The basic unit of DNA is a linear polymer of four
different monomeric subunits, deoxyribonucleotides
(see Fig. 1-3), arranged in a precise linear sequence. It
is this linear sequence that encodes the genetic
information. Two of these polymeric strands are twisted
about each other to form the DNA double helix, in which
each monomeric subunit in one strand pairs specifically
with the complementary subunit in the opposite strand. In
the enzymatic replication or repair of DNA, one of the
two strands serves as a template for the assembly of
another, structurally complementary DNA strand. Before a
cell divides, the two DNA strands separate and each
serves as a template for the synthesis of a complementary
strand, generating two identical double-helical
molecules, one for each daughter cell. If one strand is
damaged, continuity of information is assured by the
information present on the other strand.
Genetic information is encoded in the linear sequence of four kinds of subunits of DNA.
The double-helical DNA molecule contains an internal template for its own replication and repair.
Figure 1-16 The complementary structure of double-stranded DNA accounts for its accurate replication. DNA is a linear polymer of four subunits, the deoxyribonucleotides deoxyadenylate (A), deoxyguanylate (G), deoxycytidylate (C), and deoxythymidylate (T), joined covalently. Each nucleotide has the intrinsic ability, due to its precise three-dimensional structure, to associate very specifically but noncovalently with one other nucleotide: A always associates with its complement T, and G with its complement C. In the doublestranded DNA molecule, the sequence of nucleotides in one strand is complementary to the sequence in the other; wherever G occurs in strand 1, C occurs in strand 2; wherever A occurs in strand 1, T occurs in strand 2. The two strands of the DNA, held together by a large number of hydrogen bonds (represented here by vertical blue lines) between the pairs of complementary nucleotides, twist about each other to form the DNA double helix. In DNA replication, prior to cell division, the two strands of the original DNA separate and two new strands are synthesized, each with a sequence complementary to one of the original strands. The result is two double-helical DNA molecules, each identical to the original DNA.

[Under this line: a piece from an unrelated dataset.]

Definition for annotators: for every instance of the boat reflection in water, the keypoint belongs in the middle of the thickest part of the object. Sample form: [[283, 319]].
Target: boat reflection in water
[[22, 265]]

Despite the near-perfect fidelity of genetic replication, infrequent, unrepaired mistakes in the replication process produce changes in the nucleotide sequence of DNA, representing a genetic mutation (Fig. 1-17). Incorrectly repaired damage to one of the DNA strands has the same effect. Mutations can change the instructions for producing cellular components. Many mutations are deleterious or even lethal to the organism; they may, for example, cause the synthesis of a defective enzyme that is not able to catalyze an essential metabolic reaction.
|Occasionally the mutation better equips
an organism or cell to survive in its environment. The
mutant enzyme might, for example, have acquired a
slightly different specificity, so that it is now able to
use as a reactant some compound that the cell was
previously unable to metabolize. If a population of cells
were to find itself in an environment where that compound
was the only available source of fuel, the mutant cell
would have an advantage over the other, unmutated
(wild-type) cells in the population. The mutant cell and
its progeny would survive in the new environment, whereas
wild-type cells would starve and be eliminated.
Chance genetic variations in individuals in a population, combined with natural selection (survival of the fittest individuals in a challenging or changing environment), have resulted in the evolution of an enormous variety of organisms, each adapted to life in a particular ecological niche.
Figure 1-17 The gradual accumulation of mutations over long periods of time results in new biological species, each with a unique DNA sequence. At top is shown a short segment of a gene in a hypothetical progenitor organism. With the passage of time, changes in nucleotide sequence (mutations, indicated here by colored boxes) occur, one at a time, resulting in progeny with different DNA sequences. These mutant progeny themselves undergo occasional mutations, yielding their own progeny differing by two or more nucleotides from the original sequence.